A measurement of the inclusive production of four jet at low transverse momentum has been presented based on data from pp collisions collected with the CMS detector at a center-of-mass energy of $\sqrt{s}= $ 13 TeV. Various observables sensitive to double-parton scattering (DPS) have been studied and values for the effective cross section have been extracted.

Models based on leading order (LO) 2$\to $2 matrix elements significantly overestimate the absolute four-jet cross section in the phase space domains studied in this note. This excess can be related to an abundance of low-${p_{\mathrm{T}}}$ and forward/backward jets. The predictions of the absolute cross section improve when next-to-leading order (NLO) and/or higher-multiplicity matrix elements are used, but not for all models and for all regions of phase space.

The azimuthal-angle difference between the jets with the largest separation in pseudorapidity, $\phi_{ij}$, is found to have a strong discriminating power for different parton shower approaches and results from data favor the angular ordered/dipole antenna parton shower models over those with a ${p_{\mathrm{T}}}$-ordered shower. The yield of jet pairs with large rapidity separation $\Delta Y$ is however overestimated by all models, although models based on NLO and/or higher-multiplicity matrix elements are closer to the data.

The distribution of the minimal combined azimuthal angular range of three jets, $\Delta \phi^{\text{min}}_{3j}$, also exhibits sensitivity to the parton shower implementation, with data favoring ${p_{\mathrm{T}}}$-ordered showers with the LO 2$\to $2 models for this observable. In the case of models based on NLO and/or higher-multiplicity matrix elements the distributions are less conclusive.

Other observables, such as the azimuthal-angle difference between the two softest jets, $\Delta \phi_{\text{soft}}$, and their transverse momentum balance, $\Delta p_{\mathrm{T},\text{soft}}$, indicate the need for a DPS contribution in the models to various degrees, as confirmed by the extracted values of ${\sigma_\mathrm{eff}} $.

The distribution of the azimuthal-angle separation between the hard and soft jet pairs, $\Delta S$, is found to be the most insensitive to the details of the parton shower modeling and is used for the extraction of the effective cross section, ${\sigma_\mathrm{eff}} $.

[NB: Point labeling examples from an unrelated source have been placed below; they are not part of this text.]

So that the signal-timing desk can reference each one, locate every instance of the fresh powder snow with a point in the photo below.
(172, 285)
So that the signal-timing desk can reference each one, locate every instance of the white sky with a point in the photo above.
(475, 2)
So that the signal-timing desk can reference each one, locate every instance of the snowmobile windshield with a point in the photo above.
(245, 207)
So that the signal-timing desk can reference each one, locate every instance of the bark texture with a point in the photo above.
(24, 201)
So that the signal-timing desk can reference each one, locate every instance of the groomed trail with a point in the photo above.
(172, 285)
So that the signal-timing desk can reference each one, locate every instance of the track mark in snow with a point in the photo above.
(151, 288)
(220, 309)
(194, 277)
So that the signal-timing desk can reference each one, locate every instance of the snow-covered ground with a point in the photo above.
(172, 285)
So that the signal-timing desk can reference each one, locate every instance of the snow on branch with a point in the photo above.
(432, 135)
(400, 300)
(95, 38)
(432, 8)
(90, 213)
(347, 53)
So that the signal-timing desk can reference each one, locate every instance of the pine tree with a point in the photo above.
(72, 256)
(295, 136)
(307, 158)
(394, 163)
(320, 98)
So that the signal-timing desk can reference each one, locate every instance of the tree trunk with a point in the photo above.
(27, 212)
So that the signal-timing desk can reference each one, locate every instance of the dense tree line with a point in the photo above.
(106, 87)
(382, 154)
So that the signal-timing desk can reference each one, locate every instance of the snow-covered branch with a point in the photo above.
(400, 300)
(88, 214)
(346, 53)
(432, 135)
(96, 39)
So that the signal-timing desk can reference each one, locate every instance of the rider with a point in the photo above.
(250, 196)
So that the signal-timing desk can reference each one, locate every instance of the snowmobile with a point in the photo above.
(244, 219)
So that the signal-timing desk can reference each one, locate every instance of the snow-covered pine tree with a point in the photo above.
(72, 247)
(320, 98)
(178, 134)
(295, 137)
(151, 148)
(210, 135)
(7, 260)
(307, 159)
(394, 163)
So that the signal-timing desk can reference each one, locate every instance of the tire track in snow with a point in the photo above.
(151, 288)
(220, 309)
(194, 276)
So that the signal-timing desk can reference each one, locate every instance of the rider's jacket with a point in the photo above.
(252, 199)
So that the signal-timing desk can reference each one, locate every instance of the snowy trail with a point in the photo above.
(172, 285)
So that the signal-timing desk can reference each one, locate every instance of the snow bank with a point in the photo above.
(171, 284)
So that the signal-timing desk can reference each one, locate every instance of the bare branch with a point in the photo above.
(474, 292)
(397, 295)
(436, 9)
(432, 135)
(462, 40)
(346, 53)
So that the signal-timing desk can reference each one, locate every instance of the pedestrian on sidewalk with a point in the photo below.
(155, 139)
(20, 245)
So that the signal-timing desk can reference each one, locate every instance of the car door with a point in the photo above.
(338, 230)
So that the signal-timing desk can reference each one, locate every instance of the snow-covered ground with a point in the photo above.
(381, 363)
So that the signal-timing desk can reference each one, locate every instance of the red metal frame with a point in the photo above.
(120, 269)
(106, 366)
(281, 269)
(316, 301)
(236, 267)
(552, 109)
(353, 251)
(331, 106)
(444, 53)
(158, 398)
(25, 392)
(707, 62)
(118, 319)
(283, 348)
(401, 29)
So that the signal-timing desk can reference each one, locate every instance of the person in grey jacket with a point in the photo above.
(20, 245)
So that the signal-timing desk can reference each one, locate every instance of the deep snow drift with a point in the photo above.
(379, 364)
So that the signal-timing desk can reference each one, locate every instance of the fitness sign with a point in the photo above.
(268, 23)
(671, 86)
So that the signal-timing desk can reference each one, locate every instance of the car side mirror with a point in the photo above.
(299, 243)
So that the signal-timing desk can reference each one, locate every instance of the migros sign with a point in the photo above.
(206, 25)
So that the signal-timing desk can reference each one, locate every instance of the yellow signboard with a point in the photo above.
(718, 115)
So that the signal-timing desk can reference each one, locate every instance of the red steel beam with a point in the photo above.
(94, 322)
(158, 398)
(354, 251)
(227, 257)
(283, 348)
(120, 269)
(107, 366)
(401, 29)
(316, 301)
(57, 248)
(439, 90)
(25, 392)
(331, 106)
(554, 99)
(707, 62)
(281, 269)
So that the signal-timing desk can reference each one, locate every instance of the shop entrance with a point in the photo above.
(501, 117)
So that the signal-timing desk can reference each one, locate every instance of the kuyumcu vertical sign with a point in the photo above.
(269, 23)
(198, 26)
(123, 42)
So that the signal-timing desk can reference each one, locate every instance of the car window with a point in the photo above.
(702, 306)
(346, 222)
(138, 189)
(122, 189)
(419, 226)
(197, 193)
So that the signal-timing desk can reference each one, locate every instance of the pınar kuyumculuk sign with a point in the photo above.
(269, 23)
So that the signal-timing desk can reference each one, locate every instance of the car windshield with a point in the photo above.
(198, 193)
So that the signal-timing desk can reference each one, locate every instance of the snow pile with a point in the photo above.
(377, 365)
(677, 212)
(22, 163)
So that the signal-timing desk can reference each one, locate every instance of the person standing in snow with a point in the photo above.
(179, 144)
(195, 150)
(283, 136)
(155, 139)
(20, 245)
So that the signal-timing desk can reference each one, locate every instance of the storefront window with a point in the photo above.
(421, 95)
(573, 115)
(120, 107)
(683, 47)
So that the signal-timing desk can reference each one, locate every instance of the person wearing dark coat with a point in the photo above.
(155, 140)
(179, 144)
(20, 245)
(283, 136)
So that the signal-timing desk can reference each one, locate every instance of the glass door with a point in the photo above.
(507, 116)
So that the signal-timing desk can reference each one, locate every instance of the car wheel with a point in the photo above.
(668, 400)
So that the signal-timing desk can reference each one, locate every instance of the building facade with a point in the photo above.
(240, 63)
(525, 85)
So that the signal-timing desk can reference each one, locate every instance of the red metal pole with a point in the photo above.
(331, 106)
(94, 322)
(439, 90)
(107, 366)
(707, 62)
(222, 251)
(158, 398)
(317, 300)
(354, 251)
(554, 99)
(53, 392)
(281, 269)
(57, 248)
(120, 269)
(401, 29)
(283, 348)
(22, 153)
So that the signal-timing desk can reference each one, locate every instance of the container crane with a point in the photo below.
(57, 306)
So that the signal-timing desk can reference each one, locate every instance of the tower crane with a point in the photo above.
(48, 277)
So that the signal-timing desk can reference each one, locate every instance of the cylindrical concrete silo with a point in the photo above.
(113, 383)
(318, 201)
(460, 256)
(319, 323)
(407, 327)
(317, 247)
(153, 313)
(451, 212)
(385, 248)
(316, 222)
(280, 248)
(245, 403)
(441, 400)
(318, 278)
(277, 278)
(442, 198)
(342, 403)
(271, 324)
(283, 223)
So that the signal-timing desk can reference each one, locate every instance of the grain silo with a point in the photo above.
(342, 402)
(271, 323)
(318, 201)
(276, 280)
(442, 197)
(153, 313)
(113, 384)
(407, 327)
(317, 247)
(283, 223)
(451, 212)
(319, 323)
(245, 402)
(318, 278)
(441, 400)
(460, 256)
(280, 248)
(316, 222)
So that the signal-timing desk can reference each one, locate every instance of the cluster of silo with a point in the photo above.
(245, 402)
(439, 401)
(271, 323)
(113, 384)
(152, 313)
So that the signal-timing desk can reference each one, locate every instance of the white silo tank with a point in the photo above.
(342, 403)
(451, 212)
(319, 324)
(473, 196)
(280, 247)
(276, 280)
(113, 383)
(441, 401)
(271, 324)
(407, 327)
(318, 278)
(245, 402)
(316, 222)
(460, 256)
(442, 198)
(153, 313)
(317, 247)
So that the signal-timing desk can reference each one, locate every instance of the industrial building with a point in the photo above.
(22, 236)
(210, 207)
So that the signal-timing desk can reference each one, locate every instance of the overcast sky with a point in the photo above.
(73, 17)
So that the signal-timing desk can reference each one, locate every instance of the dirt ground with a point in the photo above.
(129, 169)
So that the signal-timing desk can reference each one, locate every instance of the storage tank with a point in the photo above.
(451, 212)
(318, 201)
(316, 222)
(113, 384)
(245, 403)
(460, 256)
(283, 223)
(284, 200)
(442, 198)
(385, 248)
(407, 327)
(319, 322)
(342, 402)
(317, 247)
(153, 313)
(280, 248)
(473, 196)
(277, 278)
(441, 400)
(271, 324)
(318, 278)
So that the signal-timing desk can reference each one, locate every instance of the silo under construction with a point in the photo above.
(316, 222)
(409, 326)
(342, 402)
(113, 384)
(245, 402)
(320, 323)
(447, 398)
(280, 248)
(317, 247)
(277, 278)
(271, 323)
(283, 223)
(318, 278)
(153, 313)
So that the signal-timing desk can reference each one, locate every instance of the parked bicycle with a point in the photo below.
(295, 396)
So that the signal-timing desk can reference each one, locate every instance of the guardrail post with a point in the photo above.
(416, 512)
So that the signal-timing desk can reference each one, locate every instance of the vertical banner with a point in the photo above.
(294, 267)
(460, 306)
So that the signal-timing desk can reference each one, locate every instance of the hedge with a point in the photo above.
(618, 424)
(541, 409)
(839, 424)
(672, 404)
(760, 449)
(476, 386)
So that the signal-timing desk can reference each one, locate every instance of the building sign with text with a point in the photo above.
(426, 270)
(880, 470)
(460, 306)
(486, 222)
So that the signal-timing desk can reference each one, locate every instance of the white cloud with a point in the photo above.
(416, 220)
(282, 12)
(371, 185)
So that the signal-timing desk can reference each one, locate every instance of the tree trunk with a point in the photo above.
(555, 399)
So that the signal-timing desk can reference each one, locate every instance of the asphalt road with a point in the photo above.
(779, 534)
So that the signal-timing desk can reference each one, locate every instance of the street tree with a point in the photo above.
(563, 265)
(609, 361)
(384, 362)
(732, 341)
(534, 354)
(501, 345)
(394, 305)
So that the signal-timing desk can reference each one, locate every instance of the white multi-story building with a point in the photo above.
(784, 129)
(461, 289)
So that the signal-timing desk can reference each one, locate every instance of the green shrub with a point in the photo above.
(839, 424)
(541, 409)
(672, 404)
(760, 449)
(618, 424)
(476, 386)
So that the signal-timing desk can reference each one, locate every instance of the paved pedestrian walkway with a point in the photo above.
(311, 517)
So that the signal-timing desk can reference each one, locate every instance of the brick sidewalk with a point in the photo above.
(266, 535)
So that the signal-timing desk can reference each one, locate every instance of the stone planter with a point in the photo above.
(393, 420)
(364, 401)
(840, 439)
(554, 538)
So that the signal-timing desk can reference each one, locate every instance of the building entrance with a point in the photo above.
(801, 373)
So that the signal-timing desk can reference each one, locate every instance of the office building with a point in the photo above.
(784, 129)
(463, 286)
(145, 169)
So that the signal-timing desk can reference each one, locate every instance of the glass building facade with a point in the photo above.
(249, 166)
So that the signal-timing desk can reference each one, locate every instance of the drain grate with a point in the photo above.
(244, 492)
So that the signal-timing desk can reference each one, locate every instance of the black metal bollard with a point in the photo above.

A strong dependence of the extracted values of ${\sigma_\mathrm{eff}}$ on the model used to the describe the SPS contribution is observed. Models based on NLO 2$\to $2 or 2$\to $3 matrix elements yield the smallest ($\sim $10 mb) values of ${\sigma_\mathrm{eff}} $ and need the largest DPS contribution. Including 4 partons in the matrix element calculation of the SPS model introduces DPS-like correlations in the distributions of DPS-sensitive observables and yields values of ${\sigma_\mathrm{eff}}$ around 15 mb. The largest values of ${\sigma_\mathrm{eff}} $ ($\gtrsim $ 20 mb) are found for the models based on LO 2$\to $2 models with dedicated tunes of the parameters controlling the parton shower and multiple-parton interactions modeling.

These results demonstrate the need for further development of models in order to accurately describe final states with multiple jets and the kinematic correlations between the jets.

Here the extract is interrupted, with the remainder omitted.